There's something different about Merrill Healy.
After his nearly five years in the Marines and a seven-month deployment to Afghanistan, Healy's friends and family could see a change in the Oak Forest native and 2005 graduate of Oak Forest High School.
"Ask anybody," said his cousin and fellow Marine Russ Hittinger, "They could tell he's grown up."
On Sunday, Sept. 4, 23-year-old Healy graciously accepted the well wishes and welcoming cheers of a crowd of family, friends and local veterans groups outside Blarney Stone Pub in Oak Forest.
Healy appeared flustered and humbled by the homecoming celebration, which was planned by Soldiers Guardian Angels.
"By no means am I worthy of this," Healy told the crowd after a motorcycle escort lead him to the pub. "I would feel remiss if I didn't make mention of those guys out there that aren't coming home to see stuff like this. And those guys out there that are coming home, but are a little banged up. Wow. Just ... wow."
Hittinger, who will retire from the Marines in October after 23 years of service and traveled from New York for the homecoming, noticed Healy's humility.
"This is definitely a big day for him," Hittinger said. "I can tell he's been overwhelmed with the moment."
Healy was a team member of the Radio Battalion. The battalion consists of linguists and signal analysts who identify enemy activity. If they confirm hostile intentions, they pass it onto the unit they are supporting; that unit takes action as required. Radio Battalions consist mainly of signals intelligence and electronic intelligence operators organized into smaller tactical units with different roles. Healy is fluent in Arabic and the Afghani tribal language Pashto.
For his grandmother Lorie Wilson, Healy's homecoming was a weight lifted.
"It's a long seven months of worrying and wondering," she said.
Wilson greeted Healy earlier in the weekend, during a more private family gathering.
"I gave him a big hug, and realized we got him home safe and sound," she said.
Healy's aunt and uncle, Bev and John Huiner, had a son, Healy's cousin, return from Afghanistan.

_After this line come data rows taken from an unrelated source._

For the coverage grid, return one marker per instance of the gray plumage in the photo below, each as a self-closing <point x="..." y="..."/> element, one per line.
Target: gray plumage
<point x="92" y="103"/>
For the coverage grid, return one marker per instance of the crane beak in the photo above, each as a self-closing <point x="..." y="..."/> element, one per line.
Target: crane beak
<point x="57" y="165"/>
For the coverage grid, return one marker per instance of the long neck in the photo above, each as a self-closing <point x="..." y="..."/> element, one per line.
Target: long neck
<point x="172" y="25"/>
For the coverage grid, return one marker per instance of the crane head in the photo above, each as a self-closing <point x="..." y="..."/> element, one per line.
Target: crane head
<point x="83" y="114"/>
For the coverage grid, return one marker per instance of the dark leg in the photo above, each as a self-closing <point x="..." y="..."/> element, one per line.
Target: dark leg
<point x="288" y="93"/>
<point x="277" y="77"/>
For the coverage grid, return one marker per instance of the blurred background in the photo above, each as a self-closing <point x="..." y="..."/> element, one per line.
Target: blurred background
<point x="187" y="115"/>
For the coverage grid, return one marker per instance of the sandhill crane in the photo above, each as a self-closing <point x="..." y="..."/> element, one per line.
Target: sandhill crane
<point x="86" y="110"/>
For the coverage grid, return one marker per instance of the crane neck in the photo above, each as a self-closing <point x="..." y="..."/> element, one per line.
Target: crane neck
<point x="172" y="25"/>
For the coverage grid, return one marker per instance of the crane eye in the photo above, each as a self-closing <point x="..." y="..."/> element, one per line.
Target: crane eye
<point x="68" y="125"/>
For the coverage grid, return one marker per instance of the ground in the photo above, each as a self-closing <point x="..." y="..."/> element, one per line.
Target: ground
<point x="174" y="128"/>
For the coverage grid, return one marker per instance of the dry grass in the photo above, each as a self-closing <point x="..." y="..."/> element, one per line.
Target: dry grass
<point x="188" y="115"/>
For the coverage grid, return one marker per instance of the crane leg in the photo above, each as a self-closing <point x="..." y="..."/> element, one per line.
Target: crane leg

"We know the feeling," Bev Huiner said. "There's so much more pride. They embrace the soldiers. These guys choose to do this, they're not drafted. You've got to give them credit for doing this."
Healy recently re-enlisted for another five years.
"It suits me well," he said. "I had a great experience out there, my guys helped me out a lot. I never would have thought I'd be where I am today. It unlocks so many doors."
Hittinger said he wouldn't have missed the event, and a chance to recognize Healy.
"He's been doing an excellent job in the Marines," Hittinger said. He's proud to have another Marine in the family.
"The Marine Corps is a generational organization. Old guys like me, it's our job to train young guys like him. It's our responsibility to turn the Marine Corps over to young guys like him. We take that responsibility very seriously."
His mother Barb Huiner stood among a crowd of his biggest fans Sunday.
"I am so proud to be his mother," she said. "I'm so proud of his choices, and I support him."
Healy was quick to call to mind those who might not experience the rush of a motorcycle, police and fire escort down the streets of their hometown.
"But as we progress throughout the day, and whenever you get time, throughout the week stop and think," Healy said. "Sometimes we forget about what's really going on over there. Just remember those families and those dudes that aren't coming home ... Keep them in your minds, in your prayers and their families, as well."